NVIDIA Open-Sourcing PhysX, miniNodes Launching a Raspberry Pi 3 CoM Carrier Board, Linux Mint 19.1 Beta Now Available, Linux Kernel 4.20-rc5 Released and New F-Bomb Fixing Patch for Kernel
News briefs for December 3, 2018.
NVIDIA is open-sourcing its PhysX physics simulation engine. According to Phoronix, NVIDIA says ""We're doing this because physics simulation—long key to immersive games and entertainment—turns out to be more important than we ever thought. Physics simulation dovetails with AI, robotics and computer vision, self-driving vehicles, and high-performance computing." See also the NVIDIA blog for more details.
miniNodes is launching a new Raspberry Pi 3 CoM carrier board that will allow developers to create mini ARM clusters. ZDNet reports that the board has slots for five RPi 3s in order to "bring extreme edge compute capacity' to cramped spaces, industrial IoT applications, and remote villages". It also can be used " on the desktop for learning about compute clustering, Docker Swarm, Kubernetes, or development using Python, Arm, and Linux". The carrier board is available now for pre-order for $259 from miniNodes.
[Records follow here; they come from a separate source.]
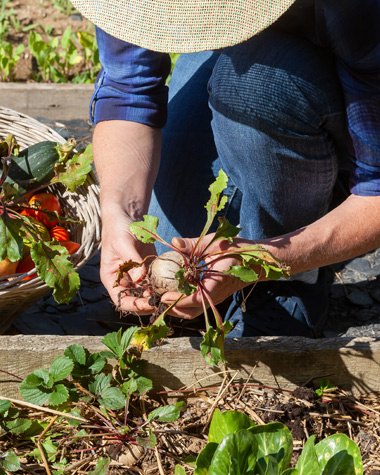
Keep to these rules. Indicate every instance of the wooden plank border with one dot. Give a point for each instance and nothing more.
(351, 363)
(50, 101)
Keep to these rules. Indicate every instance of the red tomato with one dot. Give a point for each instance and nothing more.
(47, 202)
(59, 233)
(26, 265)
(71, 246)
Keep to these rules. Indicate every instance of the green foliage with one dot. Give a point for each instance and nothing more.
(55, 58)
(325, 386)
(64, 6)
(63, 166)
(190, 278)
(9, 57)
(237, 446)
(9, 462)
(78, 380)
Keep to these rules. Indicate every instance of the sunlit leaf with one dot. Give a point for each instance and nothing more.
(18, 426)
(339, 455)
(307, 463)
(11, 244)
(146, 230)
(101, 466)
(74, 171)
(274, 440)
(59, 395)
(235, 454)
(145, 338)
(56, 270)
(112, 398)
(9, 461)
(61, 367)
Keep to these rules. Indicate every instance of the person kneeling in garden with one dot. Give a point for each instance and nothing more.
(281, 95)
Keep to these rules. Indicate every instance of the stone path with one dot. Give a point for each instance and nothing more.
(354, 292)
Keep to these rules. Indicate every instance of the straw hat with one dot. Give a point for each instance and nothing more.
(182, 26)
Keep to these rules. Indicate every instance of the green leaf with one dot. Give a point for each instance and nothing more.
(274, 440)
(148, 442)
(9, 461)
(74, 172)
(235, 455)
(61, 368)
(100, 383)
(18, 426)
(11, 244)
(4, 407)
(179, 470)
(140, 385)
(76, 353)
(146, 230)
(43, 378)
(229, 422)
(215, 203)
(101, 466)
(118, 342)
(145, 337)
(204, 458)
(184, 286)
(212, 346)
(112, 398)
(339, 455)
(307, 463)
(33, 393)
(54, 268)
(243, 273)
(59, 395)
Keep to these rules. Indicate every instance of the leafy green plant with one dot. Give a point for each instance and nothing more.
(5, 14)
(190, 270)
(51, 259)
(237, 446)
(82, 382)
(55, 58)
(9, 57)
(65, 6)
(90, 53)
(9, 463)
(325, 386)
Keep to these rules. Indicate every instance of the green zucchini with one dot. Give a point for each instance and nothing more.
(34, 166)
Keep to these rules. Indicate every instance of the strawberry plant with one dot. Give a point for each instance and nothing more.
(24, 173)
(237, 445)
(92, 399)
(175, 271)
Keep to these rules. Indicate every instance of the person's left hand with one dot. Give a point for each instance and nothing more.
(219, 287)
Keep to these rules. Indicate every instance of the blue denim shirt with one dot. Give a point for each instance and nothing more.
(131, 85)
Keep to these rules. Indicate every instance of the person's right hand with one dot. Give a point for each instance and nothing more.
(119, 246)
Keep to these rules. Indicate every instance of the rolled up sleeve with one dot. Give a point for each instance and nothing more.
(131, 84)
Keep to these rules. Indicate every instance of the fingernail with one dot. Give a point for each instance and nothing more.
(180, 243)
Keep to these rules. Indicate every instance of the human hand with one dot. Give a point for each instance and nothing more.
(217, 286)
(118, 247)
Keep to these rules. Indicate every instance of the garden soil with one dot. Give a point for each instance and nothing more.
(354, 311)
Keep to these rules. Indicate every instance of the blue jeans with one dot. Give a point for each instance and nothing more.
(271, 113)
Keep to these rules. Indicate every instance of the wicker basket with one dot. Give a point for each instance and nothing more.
(17, 295)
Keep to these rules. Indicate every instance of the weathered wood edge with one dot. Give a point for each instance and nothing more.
(51, 101)
(351, 363)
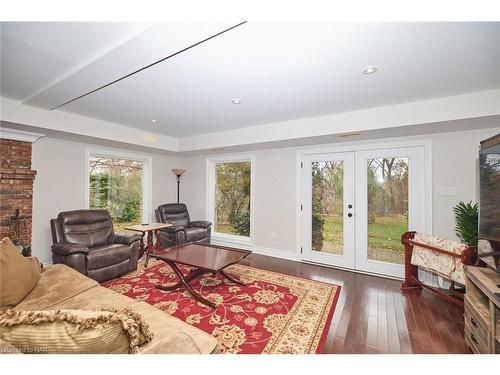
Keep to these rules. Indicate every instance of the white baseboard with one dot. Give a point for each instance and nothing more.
(256, 249)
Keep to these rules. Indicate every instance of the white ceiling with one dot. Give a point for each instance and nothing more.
(280, 71)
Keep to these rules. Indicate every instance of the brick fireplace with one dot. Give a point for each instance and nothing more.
(16, 187)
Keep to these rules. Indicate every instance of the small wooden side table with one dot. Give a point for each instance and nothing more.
(152, 230)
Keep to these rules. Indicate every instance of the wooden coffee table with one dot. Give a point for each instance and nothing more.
(205, 258)
(151, 230)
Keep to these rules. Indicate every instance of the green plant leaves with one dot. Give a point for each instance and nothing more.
(466, 218)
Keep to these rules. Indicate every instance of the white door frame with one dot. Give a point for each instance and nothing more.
(361, 146)
(347, 259)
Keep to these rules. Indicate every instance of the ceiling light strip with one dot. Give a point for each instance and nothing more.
(149, 66)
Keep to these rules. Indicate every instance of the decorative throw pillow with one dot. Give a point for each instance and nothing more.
(74, 331)
(18, 275)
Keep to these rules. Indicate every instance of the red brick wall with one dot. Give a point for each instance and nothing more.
(16, 187)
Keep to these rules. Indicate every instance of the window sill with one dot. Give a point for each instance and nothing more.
(231, 239)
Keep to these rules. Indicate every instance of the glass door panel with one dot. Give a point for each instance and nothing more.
(328, 220)
(390, 198)
(327, 206)
(387, 208)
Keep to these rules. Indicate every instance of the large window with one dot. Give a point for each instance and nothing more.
(119, 184)
(230, 197)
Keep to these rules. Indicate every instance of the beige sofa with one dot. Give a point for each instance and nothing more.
(61, 287)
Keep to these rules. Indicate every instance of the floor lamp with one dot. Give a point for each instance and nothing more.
(178, 172)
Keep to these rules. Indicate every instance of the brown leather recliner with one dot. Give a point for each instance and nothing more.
(85, 240)
(183, 229)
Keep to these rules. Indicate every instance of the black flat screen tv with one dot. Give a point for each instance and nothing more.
(489, 198)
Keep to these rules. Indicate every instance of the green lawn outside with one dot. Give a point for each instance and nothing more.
(384, 233)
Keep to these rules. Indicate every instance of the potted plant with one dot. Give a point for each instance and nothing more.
(467, 219)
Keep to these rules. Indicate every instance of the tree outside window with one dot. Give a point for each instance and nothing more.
(232, 198)
(116, 185)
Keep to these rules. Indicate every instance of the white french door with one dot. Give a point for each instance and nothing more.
(329, 182)
(356, 206)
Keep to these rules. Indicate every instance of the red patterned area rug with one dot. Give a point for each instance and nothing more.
(272, 313)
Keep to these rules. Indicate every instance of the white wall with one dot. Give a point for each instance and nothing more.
(454, 163)
(60, 185)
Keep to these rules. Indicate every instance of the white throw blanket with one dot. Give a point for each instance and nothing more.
(444, 265)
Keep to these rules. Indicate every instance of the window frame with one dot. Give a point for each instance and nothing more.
(210, 197)
(147, 167)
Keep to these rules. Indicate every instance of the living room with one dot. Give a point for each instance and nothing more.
(242, 185)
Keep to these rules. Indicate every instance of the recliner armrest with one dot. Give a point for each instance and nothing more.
(200, 224)
(174, 229)
(125, 238)
(68, 248)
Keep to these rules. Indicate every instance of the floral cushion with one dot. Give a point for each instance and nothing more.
(444, 265)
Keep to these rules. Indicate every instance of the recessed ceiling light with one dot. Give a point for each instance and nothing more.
(347, 135)
(370, 69)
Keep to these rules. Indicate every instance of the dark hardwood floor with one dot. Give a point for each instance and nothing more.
(374, 316)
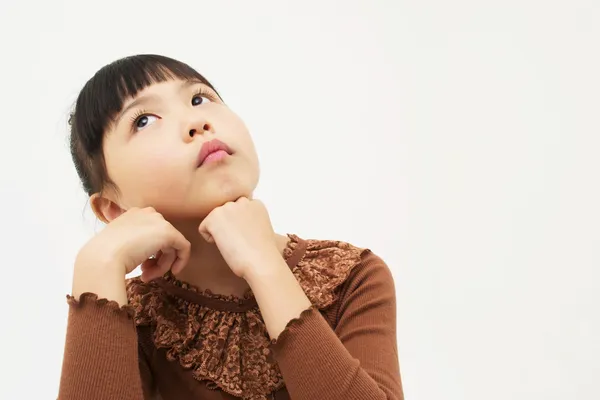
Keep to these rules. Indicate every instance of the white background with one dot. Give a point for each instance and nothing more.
(457, 139)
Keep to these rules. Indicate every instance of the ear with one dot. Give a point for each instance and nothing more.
(105, 209)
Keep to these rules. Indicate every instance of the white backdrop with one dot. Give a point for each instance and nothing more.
(459, 140)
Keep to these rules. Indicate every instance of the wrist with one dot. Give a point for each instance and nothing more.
(104, 278)
(269, 269)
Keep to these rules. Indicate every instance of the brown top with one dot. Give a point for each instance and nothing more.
(174, 341)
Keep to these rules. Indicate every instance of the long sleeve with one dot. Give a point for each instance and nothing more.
(101, 359)
(359, 360)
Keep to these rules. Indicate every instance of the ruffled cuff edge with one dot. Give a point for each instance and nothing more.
(292, 327)
(92, 298)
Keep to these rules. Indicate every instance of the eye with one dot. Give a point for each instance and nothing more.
(199, 99)
(143, 121)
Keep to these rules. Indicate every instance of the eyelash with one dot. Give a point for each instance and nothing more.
(142, 113)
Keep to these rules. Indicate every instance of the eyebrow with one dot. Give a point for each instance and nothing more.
(153, 98)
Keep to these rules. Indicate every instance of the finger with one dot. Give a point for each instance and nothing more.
(148, 267)
(166, 260)
(182, 248)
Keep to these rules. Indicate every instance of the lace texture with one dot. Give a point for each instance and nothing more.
(231, 349)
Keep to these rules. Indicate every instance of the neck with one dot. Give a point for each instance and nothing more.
(207, 269)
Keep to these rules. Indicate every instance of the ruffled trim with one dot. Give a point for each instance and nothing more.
(228, 349)
(88, 297)
(170, 278)
(292, 325)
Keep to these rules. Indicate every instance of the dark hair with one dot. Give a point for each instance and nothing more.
(102, 97)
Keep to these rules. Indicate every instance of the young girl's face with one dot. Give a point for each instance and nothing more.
(152, 151)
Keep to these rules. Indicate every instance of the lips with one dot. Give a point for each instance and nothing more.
(212, 147)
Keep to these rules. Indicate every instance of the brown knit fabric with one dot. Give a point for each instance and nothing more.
(195, 344)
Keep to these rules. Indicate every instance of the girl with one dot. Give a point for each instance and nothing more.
(171, 170)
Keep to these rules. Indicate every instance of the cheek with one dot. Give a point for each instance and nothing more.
(150, 168)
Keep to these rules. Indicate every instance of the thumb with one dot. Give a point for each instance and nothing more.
(205, 233)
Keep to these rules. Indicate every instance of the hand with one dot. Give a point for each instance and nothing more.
(132, 238)
(243, 233)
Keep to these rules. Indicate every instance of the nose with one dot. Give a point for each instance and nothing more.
(198, 126)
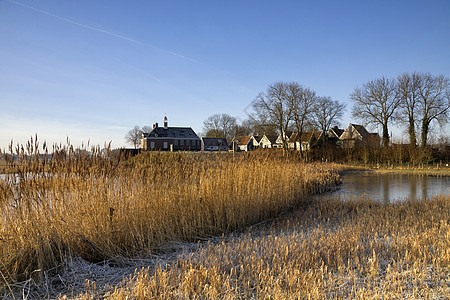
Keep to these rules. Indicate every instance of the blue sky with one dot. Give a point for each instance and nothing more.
(91, 70)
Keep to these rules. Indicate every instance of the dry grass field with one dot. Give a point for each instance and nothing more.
(73, 203)
(358, 249)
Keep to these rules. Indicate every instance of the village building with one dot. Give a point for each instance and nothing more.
(279, 141)
(310, 140)
(245, 143)
(170, 138)
(214, 144)
(267, 141)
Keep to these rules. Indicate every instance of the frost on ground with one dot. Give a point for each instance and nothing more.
(78, 276)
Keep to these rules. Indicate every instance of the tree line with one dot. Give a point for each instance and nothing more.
(415, 100)
(412, 99)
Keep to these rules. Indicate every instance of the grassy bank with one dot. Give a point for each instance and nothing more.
(78, 204)
(357, 249)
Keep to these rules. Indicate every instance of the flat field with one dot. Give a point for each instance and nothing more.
(184, 226)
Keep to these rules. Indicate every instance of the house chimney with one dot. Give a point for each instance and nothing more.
(166, 123)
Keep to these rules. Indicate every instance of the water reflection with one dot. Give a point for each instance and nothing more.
(391, 187)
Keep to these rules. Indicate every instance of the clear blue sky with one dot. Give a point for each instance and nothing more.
(91, 70)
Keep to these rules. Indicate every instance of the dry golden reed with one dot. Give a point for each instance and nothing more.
(71, 202)
(356, 249)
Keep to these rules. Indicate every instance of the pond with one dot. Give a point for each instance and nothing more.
(390, 187)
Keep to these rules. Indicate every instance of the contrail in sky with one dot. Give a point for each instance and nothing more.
(98, 29)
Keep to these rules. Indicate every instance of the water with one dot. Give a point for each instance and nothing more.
(390, 187)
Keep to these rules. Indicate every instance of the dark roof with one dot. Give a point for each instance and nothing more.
(243, 140)
(271, 138)
(172, 132)
(337, 131)
(362, 131)
(215, 142)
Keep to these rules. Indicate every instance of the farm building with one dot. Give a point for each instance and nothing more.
(170, 138)
(356, 135)
(215, 144)
(267, 141)
(245, 143)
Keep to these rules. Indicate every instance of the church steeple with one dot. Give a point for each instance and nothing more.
(165, 122)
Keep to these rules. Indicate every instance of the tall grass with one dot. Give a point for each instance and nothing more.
(357, 249)
(66, 201)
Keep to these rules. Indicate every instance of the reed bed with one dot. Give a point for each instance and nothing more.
(355, 249)
(72, 202)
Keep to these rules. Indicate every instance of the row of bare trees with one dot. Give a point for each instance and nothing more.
(411, 99)
(288, 105)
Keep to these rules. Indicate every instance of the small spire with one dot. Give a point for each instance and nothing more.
(166, 123)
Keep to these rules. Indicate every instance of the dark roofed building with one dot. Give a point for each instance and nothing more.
(215, 144)
(356, 135)
(170, 138)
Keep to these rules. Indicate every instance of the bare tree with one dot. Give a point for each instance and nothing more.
(275, 106)
(376, 103)
(146, 128)
(327, 113)
(434, 102)
(133, 136)
(408, 91)
(220, 125)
Linux Mint 19.1 beta is now available. This version features a new desktop layout and many other improvements. You can download it from here. Note that this is a beta version for testing and shouldn't be considered stable. (Source: OMG! Ubuntu!.)
Linux kernel 4.20-rc5 is out. Linus wrote "So it all looks a bit odd, although none of it is hugely _alarming_. One of the reasons the arch side is a bit bigger than usual at this stage is that we got the STIPB performance regression sorted out, for example." In addition, he addressed the timing of the final 4.20 release: "So my current suggestion is that we plan on a Christmas release, everybody gets their pull requests for the next merge window done *before* the holidays, and then we see what happens. I think we all want to have a calm holiday season without either the stress of a merge window _or_ the stress of prepping for one." (See the LKML for the full message.)
ZDNet reports that Jarkko Sakkinen, a kernel contributor from Intel, "has released a set of patches that conceal some of the f-bombs that Linux kernel developers have added to kernel code comments over the years." The patch set "addresses 15 components where 'fuck' or 'fucking' appeared in code comments, which have now been swapped out for a 'hugload of hugs'."